Nouveauté de la rentrée 2026 au collège Saint-Louis à Lorient (Morbihan), les élèves doivent désormais glisser leur téléphone portable dans une pochette anti-ondes. Cet objet magnétique empêche toute utilisation dans l’établissement. Reportage.
Par Thibault BURBAN
Juste avant de franchir le portail du collège Saint-Louis, dans le centre de Lorient, Eda Makas, 11 ans, glisse son téléphone portable dans une pochette magnétique noire. Elle appuie sur le petit bouton pressoir situé en haut pour fermer le tout. Et hop, dans le sac. Seuls des aimants, situés à la sortie, permettent de rouvrir l’ensemble. En vrai, c’est trop bien, ça enlève la tentation de le regarder en cours
, lance celle qui vient de faire sa rentrée en sixième.
Non loin, Yoann Du, conseiller principal d’éducation, veille à la bonne application de ce nouveau rituel, institué à la rentrée dans cet établissement accueillant 455 collégiens. C’est lui qui en est à l’origine. On effectue un travail de pédagogie mais les élèves ont déjà bien pris le pli, observe le CPE. Près de 200 établissements scolaires en ont désormais en France. La loi de 2018 interdisait l’utilisation des téléphones portables, mais pas la possession au sein des établissements scolaires. Et là, il y a une mise à jour avec une interdiction physique, y compris au sein des établissements, de la primaire au lycée. On avait anticipé en passant cette commande fin juin, parce qu’on avait eu quelques soucis avec des téléphones portables.

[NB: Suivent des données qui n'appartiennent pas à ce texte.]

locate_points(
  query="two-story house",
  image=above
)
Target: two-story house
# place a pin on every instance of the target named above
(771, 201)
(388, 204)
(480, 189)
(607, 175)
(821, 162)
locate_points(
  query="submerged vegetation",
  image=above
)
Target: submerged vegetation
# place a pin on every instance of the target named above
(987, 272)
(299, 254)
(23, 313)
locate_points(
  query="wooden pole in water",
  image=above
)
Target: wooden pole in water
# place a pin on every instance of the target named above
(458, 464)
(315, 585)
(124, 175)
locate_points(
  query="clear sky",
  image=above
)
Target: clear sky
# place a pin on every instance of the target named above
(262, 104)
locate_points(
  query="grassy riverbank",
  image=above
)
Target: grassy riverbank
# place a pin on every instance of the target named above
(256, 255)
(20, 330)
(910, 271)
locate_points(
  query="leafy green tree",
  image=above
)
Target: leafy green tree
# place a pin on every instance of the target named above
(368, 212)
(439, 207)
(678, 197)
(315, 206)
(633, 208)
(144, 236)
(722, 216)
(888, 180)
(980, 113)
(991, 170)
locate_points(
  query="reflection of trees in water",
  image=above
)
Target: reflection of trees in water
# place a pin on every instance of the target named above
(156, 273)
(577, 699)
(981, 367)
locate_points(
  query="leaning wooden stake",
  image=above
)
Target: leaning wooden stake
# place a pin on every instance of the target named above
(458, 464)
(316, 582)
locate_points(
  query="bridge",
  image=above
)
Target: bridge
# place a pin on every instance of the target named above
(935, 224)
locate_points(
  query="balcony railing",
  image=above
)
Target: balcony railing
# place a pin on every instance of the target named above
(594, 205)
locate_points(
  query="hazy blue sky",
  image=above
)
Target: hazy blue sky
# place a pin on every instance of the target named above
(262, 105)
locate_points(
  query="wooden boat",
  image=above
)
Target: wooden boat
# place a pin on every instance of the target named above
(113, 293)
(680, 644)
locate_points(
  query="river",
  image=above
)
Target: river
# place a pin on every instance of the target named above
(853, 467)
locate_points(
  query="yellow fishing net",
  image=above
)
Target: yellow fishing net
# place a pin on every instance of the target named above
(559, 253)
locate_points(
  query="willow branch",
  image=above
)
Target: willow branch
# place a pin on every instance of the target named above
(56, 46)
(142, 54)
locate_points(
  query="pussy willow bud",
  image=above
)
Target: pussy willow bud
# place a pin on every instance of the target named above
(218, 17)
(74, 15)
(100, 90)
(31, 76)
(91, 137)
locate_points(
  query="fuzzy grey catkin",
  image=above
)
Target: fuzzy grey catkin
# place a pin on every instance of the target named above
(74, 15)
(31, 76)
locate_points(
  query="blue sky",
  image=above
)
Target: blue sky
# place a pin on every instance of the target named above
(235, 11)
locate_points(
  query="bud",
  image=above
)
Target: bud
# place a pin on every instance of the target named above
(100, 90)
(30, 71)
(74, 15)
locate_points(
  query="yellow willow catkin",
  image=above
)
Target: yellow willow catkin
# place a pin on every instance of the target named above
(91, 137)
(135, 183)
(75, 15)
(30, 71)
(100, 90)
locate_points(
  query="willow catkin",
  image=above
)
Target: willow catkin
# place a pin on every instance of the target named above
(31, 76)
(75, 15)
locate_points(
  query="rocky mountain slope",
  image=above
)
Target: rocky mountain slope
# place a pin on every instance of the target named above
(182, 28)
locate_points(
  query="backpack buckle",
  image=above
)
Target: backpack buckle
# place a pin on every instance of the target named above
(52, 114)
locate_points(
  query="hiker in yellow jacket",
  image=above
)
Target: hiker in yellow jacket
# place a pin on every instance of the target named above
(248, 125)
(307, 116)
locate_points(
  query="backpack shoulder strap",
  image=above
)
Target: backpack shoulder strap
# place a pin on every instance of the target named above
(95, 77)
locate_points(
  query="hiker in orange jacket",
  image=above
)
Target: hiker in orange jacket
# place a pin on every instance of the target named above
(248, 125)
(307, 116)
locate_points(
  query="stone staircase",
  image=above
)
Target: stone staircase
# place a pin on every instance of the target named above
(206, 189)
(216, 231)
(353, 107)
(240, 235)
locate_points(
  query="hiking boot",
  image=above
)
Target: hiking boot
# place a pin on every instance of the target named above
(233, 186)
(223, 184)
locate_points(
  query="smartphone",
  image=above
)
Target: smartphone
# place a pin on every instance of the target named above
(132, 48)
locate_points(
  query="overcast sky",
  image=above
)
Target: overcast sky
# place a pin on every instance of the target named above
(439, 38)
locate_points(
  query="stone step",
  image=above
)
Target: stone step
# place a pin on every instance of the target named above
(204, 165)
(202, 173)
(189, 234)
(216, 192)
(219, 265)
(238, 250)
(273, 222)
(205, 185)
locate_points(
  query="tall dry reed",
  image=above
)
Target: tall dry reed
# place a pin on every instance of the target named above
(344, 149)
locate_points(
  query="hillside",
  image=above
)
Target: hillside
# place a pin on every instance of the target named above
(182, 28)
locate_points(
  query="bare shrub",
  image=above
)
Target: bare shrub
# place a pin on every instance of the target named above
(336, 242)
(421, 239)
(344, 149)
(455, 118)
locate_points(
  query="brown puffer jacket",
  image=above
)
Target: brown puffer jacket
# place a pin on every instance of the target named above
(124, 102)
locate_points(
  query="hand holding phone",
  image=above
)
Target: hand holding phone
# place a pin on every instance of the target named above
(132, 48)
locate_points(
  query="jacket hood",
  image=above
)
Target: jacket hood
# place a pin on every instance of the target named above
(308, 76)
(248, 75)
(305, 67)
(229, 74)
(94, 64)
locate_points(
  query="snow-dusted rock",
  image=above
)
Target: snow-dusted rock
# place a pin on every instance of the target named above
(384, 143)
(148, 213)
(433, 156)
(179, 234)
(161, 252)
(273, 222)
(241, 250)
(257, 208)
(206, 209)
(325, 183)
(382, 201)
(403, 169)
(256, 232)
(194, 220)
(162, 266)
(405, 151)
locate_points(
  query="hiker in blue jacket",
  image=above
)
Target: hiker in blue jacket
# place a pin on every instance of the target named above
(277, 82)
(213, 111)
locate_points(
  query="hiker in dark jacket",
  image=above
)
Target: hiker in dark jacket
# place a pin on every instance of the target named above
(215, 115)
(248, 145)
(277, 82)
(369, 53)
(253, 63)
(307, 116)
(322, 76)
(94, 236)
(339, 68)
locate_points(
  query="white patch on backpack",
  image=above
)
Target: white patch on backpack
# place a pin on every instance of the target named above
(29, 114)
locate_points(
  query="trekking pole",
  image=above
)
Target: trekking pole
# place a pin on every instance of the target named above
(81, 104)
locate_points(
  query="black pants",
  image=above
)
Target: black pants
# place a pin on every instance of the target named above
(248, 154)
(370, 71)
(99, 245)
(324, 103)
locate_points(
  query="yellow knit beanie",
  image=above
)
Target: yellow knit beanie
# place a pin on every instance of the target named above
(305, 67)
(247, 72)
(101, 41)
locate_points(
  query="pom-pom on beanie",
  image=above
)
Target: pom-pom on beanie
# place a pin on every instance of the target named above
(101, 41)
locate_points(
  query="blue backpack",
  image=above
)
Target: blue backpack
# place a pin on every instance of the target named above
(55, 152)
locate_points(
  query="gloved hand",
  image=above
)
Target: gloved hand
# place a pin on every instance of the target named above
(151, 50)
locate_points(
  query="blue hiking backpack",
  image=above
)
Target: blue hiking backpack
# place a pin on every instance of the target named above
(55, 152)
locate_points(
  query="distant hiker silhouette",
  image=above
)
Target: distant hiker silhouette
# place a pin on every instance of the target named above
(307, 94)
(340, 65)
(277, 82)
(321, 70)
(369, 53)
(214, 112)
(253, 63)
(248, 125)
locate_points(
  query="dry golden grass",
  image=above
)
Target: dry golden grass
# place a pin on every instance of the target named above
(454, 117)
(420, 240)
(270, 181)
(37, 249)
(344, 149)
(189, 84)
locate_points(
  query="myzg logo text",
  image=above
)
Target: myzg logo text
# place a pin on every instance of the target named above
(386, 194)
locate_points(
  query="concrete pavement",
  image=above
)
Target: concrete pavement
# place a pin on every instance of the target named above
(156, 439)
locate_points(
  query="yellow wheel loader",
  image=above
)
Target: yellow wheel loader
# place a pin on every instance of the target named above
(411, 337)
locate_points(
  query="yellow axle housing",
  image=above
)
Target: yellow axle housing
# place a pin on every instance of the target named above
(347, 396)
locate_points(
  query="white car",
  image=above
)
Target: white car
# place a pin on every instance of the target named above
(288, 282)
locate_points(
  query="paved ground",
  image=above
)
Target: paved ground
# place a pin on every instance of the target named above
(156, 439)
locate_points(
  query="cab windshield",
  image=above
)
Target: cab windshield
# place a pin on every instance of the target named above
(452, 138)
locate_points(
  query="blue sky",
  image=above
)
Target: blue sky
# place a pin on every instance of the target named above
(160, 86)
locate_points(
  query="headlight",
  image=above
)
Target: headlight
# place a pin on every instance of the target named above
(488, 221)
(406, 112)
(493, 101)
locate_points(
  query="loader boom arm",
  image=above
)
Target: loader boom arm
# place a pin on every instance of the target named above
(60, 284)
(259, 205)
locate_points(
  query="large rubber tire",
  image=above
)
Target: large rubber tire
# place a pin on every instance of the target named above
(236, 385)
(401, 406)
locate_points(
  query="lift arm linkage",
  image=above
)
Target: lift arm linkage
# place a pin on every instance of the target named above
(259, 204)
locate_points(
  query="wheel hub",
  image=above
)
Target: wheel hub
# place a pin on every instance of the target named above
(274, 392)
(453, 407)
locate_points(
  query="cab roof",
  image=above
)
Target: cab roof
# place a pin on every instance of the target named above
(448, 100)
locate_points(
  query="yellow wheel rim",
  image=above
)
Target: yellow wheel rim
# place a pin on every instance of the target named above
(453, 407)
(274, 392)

Une fois à l’intérieur, comme en mode avion
Élèves enfermés dans les toilettes pour jouer sur leur smartphone, réseaux sociaux, notifications qui déconcentrent en cours… Pour contrer ces problématiques, Yoann Du a vu ces pochettes magnétiques, anti-ondes, comme la meilleure solution. Une fois dedans, c’est comme si le téléphone était en mode avion
, illustre Nicolas Carré, proviseur du collège Saint-Louis à Lorient.
Ces pochettes permettent aussi d’avoir son téléphone avant d’arriver dans l’établissement et surtout après. C’est un moyen de rassurer les parents
, complète Yoann Du. Les adolescents ont quatre aimants disposés sur des murs au niveau de la sortie pour déverrouiller.
« Qui dit tranquillité dit possibilité d’apprentissage »
Ces pochettes ont été intégrées cette année dans les fournitures scolaires. Ça revient à 3,50 € par an pour un élève sur toute sa scolarité. Cela représente un investissement d’environ 6 000 à 7 000 euros pour le collège, ce n’est pas rien, chiffre le proviseur. Mais cet outil-là peut aussi nous pourrir la vie. 90 % de nos conseils de discipline de l’an dernier ont pour origine le portable. Nous, on a des angles morts, les toilettes, les vestiaires. Mon rôle est d’assurer la sécurité des élèves, leur sérénité, d’être prévenant de leur santé, physique mais aussi mentale. Qui dit tranquillité, dit possibilité d’apprentissage. C’est important à cet âge.
Pour certains jeunes n’ayant pas encore de portable, l’établissement a prévu de faire signer une charte aux parents les engageant à prendre une pochette dès lors que la situation de l’élève évolue
. Et il y en aura bien un ou deux qui arriveront avec leur deuxième portable fonctionnel dans le cartable. Mais en termes de sanctions, on a aussi renforcé le niveau. Désormais, un portable, c’est un avertissement. On est au même titre que le collégien qui viendrait ici et allumerait une cigarette.